Mostly… fixed income and cross product eTrading

August 22, 2007

Back Office Woes

Filed under: etrading, STP — holky @ 6:54 pm

Heavy trading volumes on Aug 10th particularly in credit derivatives and credit default swaps have exposed weaknesses in the systems used by some investment banks for clearing these complex products, leading to backlogs of trades awaiting confirmation, and many working the weekend to start clearing the backlog.

One provider of derivatives technology said “Electronic confirmation rates are higher than they used to be but what the banks aren’t saying is how much manual work goes on behind the scenes getting the trades ready for matching”, and also “Electronic confirmation rates may be 80% to 90% but how long after trade execution is that happening?
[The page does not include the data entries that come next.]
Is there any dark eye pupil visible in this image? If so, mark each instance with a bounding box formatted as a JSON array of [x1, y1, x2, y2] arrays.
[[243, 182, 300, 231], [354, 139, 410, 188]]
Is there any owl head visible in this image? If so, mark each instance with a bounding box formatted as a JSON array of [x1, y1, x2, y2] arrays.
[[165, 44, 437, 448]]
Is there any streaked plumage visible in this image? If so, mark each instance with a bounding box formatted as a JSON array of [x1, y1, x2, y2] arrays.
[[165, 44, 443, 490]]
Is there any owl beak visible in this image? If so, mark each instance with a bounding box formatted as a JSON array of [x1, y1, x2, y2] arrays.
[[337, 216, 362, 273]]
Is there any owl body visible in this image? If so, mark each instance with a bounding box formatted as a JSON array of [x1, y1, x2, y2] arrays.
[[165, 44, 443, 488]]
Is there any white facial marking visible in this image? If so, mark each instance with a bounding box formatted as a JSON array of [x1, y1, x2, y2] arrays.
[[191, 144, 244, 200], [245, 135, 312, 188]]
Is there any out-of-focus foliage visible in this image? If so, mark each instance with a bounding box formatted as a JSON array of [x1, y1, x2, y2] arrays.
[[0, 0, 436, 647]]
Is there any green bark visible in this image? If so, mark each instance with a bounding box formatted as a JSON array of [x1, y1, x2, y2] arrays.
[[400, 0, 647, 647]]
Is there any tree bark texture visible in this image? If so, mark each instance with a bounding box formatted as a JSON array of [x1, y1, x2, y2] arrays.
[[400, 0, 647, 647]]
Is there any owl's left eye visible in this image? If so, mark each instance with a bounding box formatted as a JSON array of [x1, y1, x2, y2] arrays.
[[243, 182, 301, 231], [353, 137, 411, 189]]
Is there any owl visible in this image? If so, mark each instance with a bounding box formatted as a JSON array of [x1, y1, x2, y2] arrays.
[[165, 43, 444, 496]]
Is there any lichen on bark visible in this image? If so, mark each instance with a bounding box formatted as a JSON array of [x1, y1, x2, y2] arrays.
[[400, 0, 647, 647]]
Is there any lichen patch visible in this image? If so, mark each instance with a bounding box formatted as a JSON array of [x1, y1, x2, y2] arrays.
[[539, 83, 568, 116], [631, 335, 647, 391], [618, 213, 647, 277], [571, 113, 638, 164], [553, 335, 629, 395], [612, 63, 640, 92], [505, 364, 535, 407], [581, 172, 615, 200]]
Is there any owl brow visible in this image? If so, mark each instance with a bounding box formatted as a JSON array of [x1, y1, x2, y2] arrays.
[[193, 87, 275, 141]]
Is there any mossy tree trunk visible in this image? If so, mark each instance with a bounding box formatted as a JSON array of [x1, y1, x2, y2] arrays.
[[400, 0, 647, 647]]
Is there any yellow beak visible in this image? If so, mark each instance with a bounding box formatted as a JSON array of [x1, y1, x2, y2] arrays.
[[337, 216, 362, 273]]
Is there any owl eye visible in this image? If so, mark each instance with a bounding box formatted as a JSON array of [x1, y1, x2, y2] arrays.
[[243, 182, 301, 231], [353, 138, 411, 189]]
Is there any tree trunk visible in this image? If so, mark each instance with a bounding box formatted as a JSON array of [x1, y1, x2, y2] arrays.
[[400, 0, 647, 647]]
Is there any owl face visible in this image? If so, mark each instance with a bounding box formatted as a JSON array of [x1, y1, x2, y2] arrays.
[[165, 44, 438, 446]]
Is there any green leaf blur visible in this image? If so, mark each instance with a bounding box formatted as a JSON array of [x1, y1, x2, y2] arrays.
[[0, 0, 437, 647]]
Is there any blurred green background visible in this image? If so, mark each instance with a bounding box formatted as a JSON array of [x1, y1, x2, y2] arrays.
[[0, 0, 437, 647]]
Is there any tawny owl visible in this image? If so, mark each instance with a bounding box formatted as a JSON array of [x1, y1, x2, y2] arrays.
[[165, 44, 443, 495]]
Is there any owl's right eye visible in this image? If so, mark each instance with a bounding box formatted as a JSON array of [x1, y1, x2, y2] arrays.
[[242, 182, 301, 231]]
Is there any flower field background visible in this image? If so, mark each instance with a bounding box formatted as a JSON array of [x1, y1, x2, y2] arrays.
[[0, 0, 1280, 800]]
If it’s a week or more, the risk is great, whether the trade is being confirmed electronically or otherwise.”

Most CDS trades are executed over the phone between dealers and their brokers, meaning trade data is manually keyed into bank’s internal systems, leading to errors, one banker estimating that 20% of electronic confirmations fail because the trade data has not been entered correctly – the problem being compounded by the dealing room culture which regards data entry and operational efficiency as a back-office problem.

So to add these ingredients to waratahs recent muse on whether ‘e’ cds was coming; shouldn’t the platforms with CDS ‘etrading’ offerings now be positioning this offering entirely as a workflow solution (a-la swapswire). So this isn’t that scary electronic trading with click and trade real time pricing and credit checking requirements, its just a route to enable your customers to negotiate then capture the terms of the trade, then communicate this via whatever api links and pipes to all parties who need to know thereafter. If the problem is again that the platforms aren’t flexible or generic enough to support all the products and variations required, why not just offer the transaction building blocks to allow dealers to arrange these as required to service their clients? Spend your development ££ on this rather than bells and whistles in the gui that nobody will ever see because they cant use the platform.

2 Comments »

  1. “the problem being compounded by the dealing room culture which regards data entry and operational efficiency as a back-office problem.”

    Amen. The desk has an ‘eat what you kill’ philosophy. The back office position is if we didn’t gut, clean and cook what you killed, you’d be standing knee-deep in a field of rotting meat.

    Comment by rdr — August 23, 2007 @ 5:14 pm

  2. that dealing room that you mention in your comment will be out of a job within 1-2 years. No worries…change is on the way…

    Dealers must get trades in, and in short order a dealer will click to trade even if it was a transaction done with a salesperson.

    The next generation of trader will be with us in the states in about a year (post credit crunch).